E quando as beatas, que lhe eram fiéis, lhe iam falar de escrúpulos de visões, José Miguéis escandalizava-as, rosnando:

— Ora histórias, santinha! Peça juízo a Deus! Mais miolo na bola!

As exagerações dos jejuns sobretudo irritavam-no:

— Coma-lhe e beba-lhe, costumava gritar, coma-lhe e beba-lhe, criatura!

Era miguelista — e os partidos liberais, as suas opiniões, os seus jornais enchiam-no duma cólera irracionável:

— Cacete ! cacete ! exclamava, meneando o seu enorme guarda-sol vermelho.

Nos últimos anos tomara hábitos sedentários, e vivia isolado — com uma criada velha e um cão, o Joli.

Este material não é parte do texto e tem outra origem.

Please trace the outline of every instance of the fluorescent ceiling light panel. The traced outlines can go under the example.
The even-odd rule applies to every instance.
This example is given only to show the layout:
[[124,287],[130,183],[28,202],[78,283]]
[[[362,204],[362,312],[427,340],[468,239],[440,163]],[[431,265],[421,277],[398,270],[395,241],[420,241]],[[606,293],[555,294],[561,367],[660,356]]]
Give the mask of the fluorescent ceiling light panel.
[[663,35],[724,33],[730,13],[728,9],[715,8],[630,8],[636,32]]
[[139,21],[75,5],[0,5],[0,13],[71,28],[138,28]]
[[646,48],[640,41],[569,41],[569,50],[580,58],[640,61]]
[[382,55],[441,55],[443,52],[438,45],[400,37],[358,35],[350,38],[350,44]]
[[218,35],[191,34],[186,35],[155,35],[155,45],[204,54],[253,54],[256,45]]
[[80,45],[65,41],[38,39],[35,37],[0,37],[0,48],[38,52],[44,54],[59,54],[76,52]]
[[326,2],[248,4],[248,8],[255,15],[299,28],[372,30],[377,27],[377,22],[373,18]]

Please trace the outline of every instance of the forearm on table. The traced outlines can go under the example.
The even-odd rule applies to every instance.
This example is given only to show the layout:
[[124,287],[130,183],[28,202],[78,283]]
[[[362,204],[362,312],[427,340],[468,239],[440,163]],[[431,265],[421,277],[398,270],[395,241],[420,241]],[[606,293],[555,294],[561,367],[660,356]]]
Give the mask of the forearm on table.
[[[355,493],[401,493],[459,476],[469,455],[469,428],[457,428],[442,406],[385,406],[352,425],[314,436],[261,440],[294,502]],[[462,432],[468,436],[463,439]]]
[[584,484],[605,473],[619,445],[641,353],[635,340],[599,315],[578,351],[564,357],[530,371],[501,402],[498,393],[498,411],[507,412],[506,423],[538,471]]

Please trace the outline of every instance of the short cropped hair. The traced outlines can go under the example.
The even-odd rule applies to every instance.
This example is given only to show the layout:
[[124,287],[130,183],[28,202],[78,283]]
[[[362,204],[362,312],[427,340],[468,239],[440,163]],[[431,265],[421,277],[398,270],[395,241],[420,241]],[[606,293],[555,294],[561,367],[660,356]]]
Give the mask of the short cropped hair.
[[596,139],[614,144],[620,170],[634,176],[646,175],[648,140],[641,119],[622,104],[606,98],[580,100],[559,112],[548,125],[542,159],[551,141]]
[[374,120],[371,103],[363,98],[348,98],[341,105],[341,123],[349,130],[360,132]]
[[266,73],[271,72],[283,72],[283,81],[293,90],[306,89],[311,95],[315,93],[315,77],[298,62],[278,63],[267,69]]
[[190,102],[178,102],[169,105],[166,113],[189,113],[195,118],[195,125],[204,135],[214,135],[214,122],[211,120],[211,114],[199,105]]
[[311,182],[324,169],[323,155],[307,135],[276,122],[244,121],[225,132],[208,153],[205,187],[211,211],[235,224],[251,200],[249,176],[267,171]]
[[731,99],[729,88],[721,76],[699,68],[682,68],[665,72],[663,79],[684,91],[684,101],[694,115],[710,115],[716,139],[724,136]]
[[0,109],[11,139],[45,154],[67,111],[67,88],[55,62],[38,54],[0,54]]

O seu único amigo era o chantre Valadares, que governava então o bispado, porque o senhor bispo D. Joaquim gemia, havia dois anos, o seu reumatismo, numa quinta do Alto Minho. O pároco tinha um grande respeito pelo chantre, homem seco, de grande nariz, muito curto de vista, admirador de Ovídio — que falava fazendo sempre boquinhas, e com alusões mitológicas.

O chantre estimava-o. Chamava-lhe Frei Hércules.

Hércules pela força — explicava sorrindo, Frei pela gula.